In plain English
Imagine a talented colleague who always blurts the first thing that comes to mind. Ask them a simple question — "what's your email?" — and the instant answer is great. Ask them to audit a 50-page contract for legal gaps, and their instant answer is almost certainly wrong. What you actually want is for them to sit down, read carefully, make notes, and then give you a verdict. The reading-and-note-taking phase is invisible to you; you only see the final verdict.
Reasoning models work exactly like that careful colleague. Before producing the response you see, they generate a private scratchpad — a long internal monologue of scratch work, self-corrections, and intermediate conclusions. In the API this scratchpad is called thinking tokens (Anthropic) or reasoning tokens (OpenAI). You never see them in the final reply, but they shape it deeply: the model arrives at its answer only after working through the problem on that invisible notepad.
The two most prominent families as of 2026 are OpenAI's o-series (o1, o3, o4-mini) and Anthropic's Claude models with extended thinking enabled (Claude Opus 4 and Sonnet 4 series). Both let you control how much thinking the model does — spending more tokens for harder problems and fewer for easy ones.
Why it matters
Standard LLMs generate one token at a time, and each token gets roughly the same, fixed amount of computation from the network's layers. On a simple factual question that works fine. On a problem that genuinely requires ten sequential logical steps — a mathematical proof, a code-debugging session, a multi-constraint planning task — the model must compress all that reasoning into the tokens it outputs. When those tokens are few, many steps get skipped or conflated, and the answer is wrong in a confident-sounding way.
Reasoning models solve this by converting time into accuracy. By generating thousands of thinking tokens before the visible answer, the model effectively runs a much deeper computation on the same input. Benchmarks bear this out: on AIME (a hard math olympiad) and graduate-level science questions (GPQA Diamond), reasoning models dramatically outperform standard models of comparable parameter count.
Why should a builder care?
- Multi-step code generation or debugging. The model can plan the solution, write pseudocode, catch type errors in the thinking phase, and only then produce clean code.
- Complex document analysis. Comparing clauses across a contract, identifying policy contradictions, or scoring a rubric with many interdependent criteria.
- Agentic pipelines. Planning which tools to call, in what order, with what arguments — without forcing you to chain many API calls together.
- Math, science, and symbolic reasoning. Anything where the answer depends on a series of provably correct intermediate steps.
- When you've hit the accuracy ceiling on a standard model. If prompt engineering, few-shot examples, and chain-of-thought tricks still produce errors, a reasoning model is the next lever to pull.
How it works
When you call a reasoning model, the request goes through two phases. First the model generates a reasoning trace — a long sequence of tokens that is essentially the model "thinking out loud" to itself, exploring approaches, checking sub-results, and correcting mistakes. Second, it generates the final visible response, conditioned on everything in that trace. The two phases are sequential: the answer tokens literally see the thinking tokens as context.

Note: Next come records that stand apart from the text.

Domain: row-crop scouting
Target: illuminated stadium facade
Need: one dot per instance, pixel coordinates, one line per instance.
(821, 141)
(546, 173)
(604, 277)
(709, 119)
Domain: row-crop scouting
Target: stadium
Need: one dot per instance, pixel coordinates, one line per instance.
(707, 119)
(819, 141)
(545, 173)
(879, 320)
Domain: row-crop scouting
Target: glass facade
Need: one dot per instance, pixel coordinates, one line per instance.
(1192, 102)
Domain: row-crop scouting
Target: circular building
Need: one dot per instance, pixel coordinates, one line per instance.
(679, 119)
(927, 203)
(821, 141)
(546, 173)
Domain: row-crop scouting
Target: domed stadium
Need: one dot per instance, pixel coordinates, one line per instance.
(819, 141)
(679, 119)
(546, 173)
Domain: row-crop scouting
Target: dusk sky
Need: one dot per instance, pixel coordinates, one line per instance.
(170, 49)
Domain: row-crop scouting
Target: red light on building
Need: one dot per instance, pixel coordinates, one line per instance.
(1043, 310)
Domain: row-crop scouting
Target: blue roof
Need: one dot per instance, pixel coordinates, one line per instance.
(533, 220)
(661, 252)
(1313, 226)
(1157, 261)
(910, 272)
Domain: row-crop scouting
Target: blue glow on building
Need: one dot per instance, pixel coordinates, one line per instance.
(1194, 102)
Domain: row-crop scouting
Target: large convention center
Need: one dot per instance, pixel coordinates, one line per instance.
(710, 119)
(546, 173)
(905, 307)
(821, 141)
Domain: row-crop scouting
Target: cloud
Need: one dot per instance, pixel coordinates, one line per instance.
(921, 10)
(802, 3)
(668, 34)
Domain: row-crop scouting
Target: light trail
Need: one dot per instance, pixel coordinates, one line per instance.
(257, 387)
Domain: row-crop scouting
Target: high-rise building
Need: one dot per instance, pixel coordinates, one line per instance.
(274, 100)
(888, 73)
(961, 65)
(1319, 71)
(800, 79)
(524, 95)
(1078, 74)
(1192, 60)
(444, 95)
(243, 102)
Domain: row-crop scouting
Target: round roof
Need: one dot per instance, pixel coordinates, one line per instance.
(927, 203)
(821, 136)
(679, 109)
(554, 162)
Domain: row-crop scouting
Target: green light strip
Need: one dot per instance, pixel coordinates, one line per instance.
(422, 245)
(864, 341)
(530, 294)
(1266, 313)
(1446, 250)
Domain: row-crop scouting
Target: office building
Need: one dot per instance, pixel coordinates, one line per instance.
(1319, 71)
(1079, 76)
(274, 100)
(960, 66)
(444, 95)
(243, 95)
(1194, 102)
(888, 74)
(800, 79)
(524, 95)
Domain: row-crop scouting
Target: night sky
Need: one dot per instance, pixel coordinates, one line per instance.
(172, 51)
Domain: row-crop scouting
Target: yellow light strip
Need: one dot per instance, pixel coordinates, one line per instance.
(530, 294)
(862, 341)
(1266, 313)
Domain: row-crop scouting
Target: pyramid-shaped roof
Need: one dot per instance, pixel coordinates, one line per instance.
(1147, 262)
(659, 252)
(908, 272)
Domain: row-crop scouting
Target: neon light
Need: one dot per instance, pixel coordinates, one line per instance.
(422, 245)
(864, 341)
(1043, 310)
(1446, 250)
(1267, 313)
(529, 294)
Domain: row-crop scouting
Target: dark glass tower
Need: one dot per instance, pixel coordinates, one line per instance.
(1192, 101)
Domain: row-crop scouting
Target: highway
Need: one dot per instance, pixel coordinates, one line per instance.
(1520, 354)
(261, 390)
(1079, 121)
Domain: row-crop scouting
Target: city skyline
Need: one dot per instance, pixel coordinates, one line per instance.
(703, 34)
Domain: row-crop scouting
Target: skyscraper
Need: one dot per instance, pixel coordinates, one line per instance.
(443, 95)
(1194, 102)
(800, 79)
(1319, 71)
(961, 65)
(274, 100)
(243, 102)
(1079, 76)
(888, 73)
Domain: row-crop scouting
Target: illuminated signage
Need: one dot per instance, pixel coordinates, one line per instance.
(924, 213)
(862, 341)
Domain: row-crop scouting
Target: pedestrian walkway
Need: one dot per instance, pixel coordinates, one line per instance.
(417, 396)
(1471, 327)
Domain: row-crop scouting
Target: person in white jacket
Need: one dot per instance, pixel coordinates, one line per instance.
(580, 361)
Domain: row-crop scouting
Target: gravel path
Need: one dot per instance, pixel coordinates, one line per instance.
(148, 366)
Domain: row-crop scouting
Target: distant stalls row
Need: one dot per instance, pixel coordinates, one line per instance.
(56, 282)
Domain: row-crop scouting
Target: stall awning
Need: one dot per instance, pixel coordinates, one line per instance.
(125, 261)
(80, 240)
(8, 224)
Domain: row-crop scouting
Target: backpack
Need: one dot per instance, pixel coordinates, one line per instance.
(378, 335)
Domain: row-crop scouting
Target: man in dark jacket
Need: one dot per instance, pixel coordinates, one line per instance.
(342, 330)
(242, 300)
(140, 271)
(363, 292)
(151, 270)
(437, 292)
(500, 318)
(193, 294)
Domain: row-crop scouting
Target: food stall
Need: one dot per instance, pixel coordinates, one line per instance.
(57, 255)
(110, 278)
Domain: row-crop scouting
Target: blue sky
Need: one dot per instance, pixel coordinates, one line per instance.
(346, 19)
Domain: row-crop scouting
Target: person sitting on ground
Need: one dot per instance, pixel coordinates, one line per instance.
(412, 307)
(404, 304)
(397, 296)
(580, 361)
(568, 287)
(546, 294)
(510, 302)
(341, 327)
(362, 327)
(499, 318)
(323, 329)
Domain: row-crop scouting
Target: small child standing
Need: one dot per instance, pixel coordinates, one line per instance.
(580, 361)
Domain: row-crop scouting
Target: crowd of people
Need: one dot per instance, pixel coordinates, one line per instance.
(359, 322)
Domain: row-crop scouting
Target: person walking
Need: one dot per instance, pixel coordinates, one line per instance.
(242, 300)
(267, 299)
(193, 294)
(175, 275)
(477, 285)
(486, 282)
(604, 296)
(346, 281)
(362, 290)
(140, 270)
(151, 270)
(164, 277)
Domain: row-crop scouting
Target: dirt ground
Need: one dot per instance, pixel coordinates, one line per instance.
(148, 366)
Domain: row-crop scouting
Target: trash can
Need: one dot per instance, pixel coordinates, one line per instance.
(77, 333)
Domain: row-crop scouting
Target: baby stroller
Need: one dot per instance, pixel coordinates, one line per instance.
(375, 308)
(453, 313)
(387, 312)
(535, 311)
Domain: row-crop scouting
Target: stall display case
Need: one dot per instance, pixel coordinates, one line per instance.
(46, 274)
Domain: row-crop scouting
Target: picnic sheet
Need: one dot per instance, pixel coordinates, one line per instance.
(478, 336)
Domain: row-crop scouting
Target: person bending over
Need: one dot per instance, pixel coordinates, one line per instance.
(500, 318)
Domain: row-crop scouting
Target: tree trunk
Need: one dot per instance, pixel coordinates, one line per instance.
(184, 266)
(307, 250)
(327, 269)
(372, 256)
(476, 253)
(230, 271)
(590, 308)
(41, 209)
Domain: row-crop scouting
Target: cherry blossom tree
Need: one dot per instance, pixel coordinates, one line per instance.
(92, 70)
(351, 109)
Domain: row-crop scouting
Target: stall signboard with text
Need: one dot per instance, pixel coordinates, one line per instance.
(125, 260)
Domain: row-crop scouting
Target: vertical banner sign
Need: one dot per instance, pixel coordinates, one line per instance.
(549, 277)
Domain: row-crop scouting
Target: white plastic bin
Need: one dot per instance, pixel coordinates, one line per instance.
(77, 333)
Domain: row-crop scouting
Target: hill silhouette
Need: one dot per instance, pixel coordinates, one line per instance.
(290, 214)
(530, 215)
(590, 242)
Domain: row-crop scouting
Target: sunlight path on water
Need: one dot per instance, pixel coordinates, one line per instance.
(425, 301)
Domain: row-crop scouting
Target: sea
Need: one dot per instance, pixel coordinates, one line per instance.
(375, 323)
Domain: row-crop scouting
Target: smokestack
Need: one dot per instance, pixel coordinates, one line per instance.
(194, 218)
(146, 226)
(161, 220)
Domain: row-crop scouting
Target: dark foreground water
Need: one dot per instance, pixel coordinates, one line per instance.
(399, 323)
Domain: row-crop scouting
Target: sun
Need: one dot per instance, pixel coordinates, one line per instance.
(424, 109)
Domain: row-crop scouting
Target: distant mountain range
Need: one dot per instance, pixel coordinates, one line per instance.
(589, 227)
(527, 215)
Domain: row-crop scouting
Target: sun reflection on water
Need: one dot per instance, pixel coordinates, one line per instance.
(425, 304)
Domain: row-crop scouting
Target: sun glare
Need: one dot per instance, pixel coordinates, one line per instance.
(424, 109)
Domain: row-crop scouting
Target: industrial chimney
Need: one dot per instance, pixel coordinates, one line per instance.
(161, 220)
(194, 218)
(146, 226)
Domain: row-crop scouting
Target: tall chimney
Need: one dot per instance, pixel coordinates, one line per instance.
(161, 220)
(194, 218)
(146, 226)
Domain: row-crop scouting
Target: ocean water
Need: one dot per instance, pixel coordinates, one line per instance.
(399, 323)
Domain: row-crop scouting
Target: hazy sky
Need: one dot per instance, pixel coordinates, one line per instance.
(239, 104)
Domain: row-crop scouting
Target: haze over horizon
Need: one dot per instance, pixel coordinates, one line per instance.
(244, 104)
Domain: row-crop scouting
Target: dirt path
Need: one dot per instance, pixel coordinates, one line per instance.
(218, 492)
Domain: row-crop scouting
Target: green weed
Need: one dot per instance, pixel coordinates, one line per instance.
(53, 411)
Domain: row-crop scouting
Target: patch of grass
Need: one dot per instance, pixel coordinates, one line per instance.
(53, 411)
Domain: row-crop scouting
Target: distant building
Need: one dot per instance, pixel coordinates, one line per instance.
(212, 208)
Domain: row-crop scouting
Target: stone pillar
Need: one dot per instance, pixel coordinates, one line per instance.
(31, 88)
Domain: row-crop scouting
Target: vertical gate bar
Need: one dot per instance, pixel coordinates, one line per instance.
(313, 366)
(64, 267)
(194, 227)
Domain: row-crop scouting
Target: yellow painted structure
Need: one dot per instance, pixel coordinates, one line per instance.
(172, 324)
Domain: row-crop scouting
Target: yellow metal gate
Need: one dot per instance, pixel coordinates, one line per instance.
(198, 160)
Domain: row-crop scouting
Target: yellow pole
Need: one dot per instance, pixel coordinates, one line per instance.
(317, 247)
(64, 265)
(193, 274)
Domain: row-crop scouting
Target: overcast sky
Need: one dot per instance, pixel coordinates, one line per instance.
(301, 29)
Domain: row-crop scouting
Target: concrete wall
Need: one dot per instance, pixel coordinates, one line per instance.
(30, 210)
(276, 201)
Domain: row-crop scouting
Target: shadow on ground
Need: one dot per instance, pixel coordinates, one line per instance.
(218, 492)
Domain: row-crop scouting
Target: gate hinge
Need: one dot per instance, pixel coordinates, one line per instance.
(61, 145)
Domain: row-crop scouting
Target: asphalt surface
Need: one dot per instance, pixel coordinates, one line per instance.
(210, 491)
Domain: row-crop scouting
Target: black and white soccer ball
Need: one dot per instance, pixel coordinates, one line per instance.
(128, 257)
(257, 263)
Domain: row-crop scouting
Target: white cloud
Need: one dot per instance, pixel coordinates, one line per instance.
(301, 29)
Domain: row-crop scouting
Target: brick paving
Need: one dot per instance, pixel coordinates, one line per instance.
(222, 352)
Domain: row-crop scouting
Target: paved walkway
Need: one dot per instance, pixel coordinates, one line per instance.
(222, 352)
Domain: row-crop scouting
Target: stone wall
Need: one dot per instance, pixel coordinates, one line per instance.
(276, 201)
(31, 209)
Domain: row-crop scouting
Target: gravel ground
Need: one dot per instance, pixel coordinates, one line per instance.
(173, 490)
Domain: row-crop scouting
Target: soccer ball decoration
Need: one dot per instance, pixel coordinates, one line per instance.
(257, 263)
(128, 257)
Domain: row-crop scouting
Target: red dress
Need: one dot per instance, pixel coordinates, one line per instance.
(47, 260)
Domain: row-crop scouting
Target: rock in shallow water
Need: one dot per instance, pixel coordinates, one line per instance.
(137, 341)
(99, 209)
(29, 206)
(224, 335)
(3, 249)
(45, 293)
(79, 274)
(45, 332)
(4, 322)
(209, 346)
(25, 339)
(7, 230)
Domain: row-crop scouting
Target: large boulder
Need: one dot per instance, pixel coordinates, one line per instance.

The reasoning tokens occupy real space in the context window and are billed as output tokens — the most expensive kind. A response showing 600 visible output tokens might have consumed 4,000 thinking tokens underneath, so the actual bill is for 4,600 output tokens. You can see this in the API response's usage object.
Controlling the thinking budget
Both OpenAI and Anthropic expose a budget knob. OpenAI calls it reasoning.effort (values: low, medium, high). Anthropic's budget_tokens parameter sets a hard cap on how many thinking tokens Claude can use for a request — the minimum is 1,024 and the maximum tracks the model's overall output limit (up to 128k tokens on current Claude 4 models). Raising the budget improves accuracy on hard tasks at higher cost and latency; lowering it saves money and is fine for easier tasks.
import anthropic
client = anthropic.Anthropic() # reads ANTHROPIC_API_KEY
# Extended thinking on Claude — budget_tokens controls how hard it thinks
response = client.messages.create(
model="claude-opus-4-5",
max_tokens=16000,
thinking={
"type": "enabled",
"budget_tokens": 10000 # up to 10k tokens of private reasoning
},
messages=[{
"role": "user",
"content": "A train leaves Chicago at 08:00 going 90 mph toward NYC. "
"Another leaves NYC at 09:30 going 70 mph toward Chicago. "
"The cities are 790 miles apart. When and where do they meet?"
}]
)
# Thinking blocks come back separately from text blocks
for block in response.content:
if block.type == "thinking":
print("[thinking]", block.thinking[:200], "...")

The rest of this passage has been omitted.